Producing low-sugar and/or low-fat products generally means a new approach to formulation. In today's atmosphere, it means formulating a healthy product and adding appropriate ingredients to ensure it tastes good. The manufacturing plant will depend heavily on the development team for initial production, because these products likely will be very different from the products they may replace.

A low-fat product that contains a starch or gum-based mimetic may need different mixing conditions. For instance, it may require more careful pumping actions to avoid breaking an emulsion that is different from the emulsions in a fat-containing product. Heating requirements may be different as well, especially for a product that is sterilized by heat. Fat conducts heat differently than a water-phase with carbohydrates.

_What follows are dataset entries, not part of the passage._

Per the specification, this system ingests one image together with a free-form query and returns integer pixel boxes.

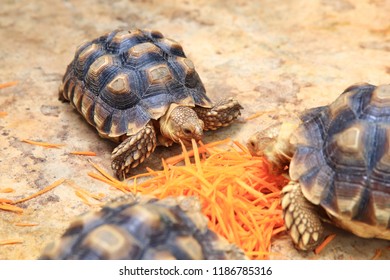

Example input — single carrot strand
[314,234,336,255]
[0,188,15,193]
[0,238,23,245]
[70,151,96,156]
[0,198,14,204]
[22,139,64,149]
[0,203,23,213]
[15,179,65,204]
[0,81,18,89]
[371,249,382,260]
[14,222,39,227]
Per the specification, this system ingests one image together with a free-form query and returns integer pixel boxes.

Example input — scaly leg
[194,98,243,130]
[282,181,324,251]
[111,123,156,180]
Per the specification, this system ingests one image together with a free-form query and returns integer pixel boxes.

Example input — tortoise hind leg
[194,98,243,130]
[111,123,156,180]
[282,181,324,251]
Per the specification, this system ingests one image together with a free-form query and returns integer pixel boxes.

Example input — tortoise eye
[183,128,192,135]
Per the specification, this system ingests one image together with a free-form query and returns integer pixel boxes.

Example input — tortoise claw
[111,124,156,180]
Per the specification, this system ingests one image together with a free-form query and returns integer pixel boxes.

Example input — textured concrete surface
[0,0,390,259]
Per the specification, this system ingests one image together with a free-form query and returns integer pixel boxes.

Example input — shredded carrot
[22,139,64,149]
[314,234,336,255]
[70,151,96,156]
[0,81,18,89]
[88,139,287,259]
[14,179,65,204]
[14,222,39,227]
[0,188,15,193]
[0,203,23,213]
[371,249,382,260]
[165,138,231,165]
[0,238,23,245]
[0,198,14,204]
[245,110,275,121]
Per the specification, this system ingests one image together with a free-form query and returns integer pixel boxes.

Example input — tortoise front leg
[194,98,243,130]
[111,123,156,180]
[282,181,324,251]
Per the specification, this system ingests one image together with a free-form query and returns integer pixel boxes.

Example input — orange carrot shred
[0,188,15,193]
[0,238,23,245]
[70,151,96,156]
[15,179,65,204]
[0,198,14,204]
[14,222,39,227]
[0,203,23,213]
[88,139,287,259]
[314,234,336,255]
[0,81,18,89]
[21,139,64,149]
[371,249,383,260]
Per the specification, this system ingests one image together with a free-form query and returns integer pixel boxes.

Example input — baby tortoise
[40,195,247,260]
[59,29,242,180]
[248,84,390,250]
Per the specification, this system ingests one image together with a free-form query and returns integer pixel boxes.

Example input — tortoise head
[160,104,204,145]
[247,121,299,173]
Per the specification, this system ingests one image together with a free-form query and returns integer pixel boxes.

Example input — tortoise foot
[282,182,324,251]
[194,98,243,130]
[111,124,156,180]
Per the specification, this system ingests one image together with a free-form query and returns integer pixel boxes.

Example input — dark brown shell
[41,195,246,260]
[60,29,211,138]
[290,84,390,232]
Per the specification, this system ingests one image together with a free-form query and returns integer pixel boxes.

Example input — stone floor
[0,0,390,259]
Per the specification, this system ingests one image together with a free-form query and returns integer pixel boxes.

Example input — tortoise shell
[40,195,246,260]
[60,29,211,138]
[290,84,390,238]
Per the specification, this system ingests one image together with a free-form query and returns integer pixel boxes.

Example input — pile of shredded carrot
[89,139,286,259]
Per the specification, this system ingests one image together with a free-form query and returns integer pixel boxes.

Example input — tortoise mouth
[179,138,201,147]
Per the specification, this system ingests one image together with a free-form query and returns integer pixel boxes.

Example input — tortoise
[40,194,247,260]
[59,29,242,180]
[248,84,390,250]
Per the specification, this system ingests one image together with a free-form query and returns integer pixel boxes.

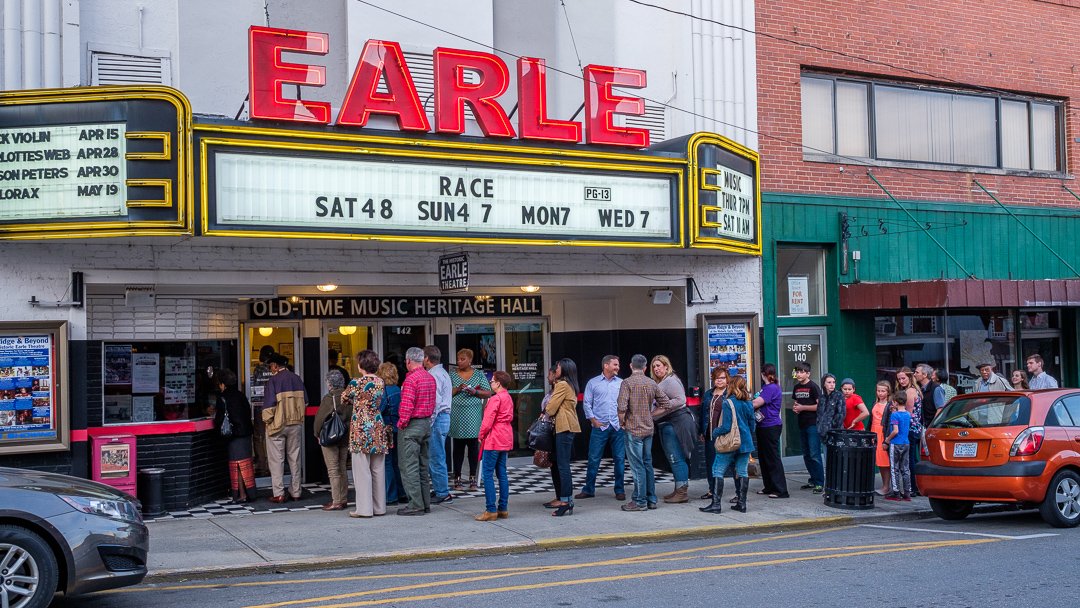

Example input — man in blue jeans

If the product is retorted, for instance, this may require new heat penetration studies.

A low-sugar product that contains high-intensity sweeteners will need to be processed to the temperature requirements of the new sweetener, and the absence of sugar may change the heating parameters for flavor retention. In other words, it’s a whole new ballgame. Times and temperatures, pumping pressures and holding times will have to be revisited. Packaging may need different structures to maintain the new product, and even the outside carton may need revisions. Don’t think of this product as a line extension, any more than you’d think of baseball as a replacement for football.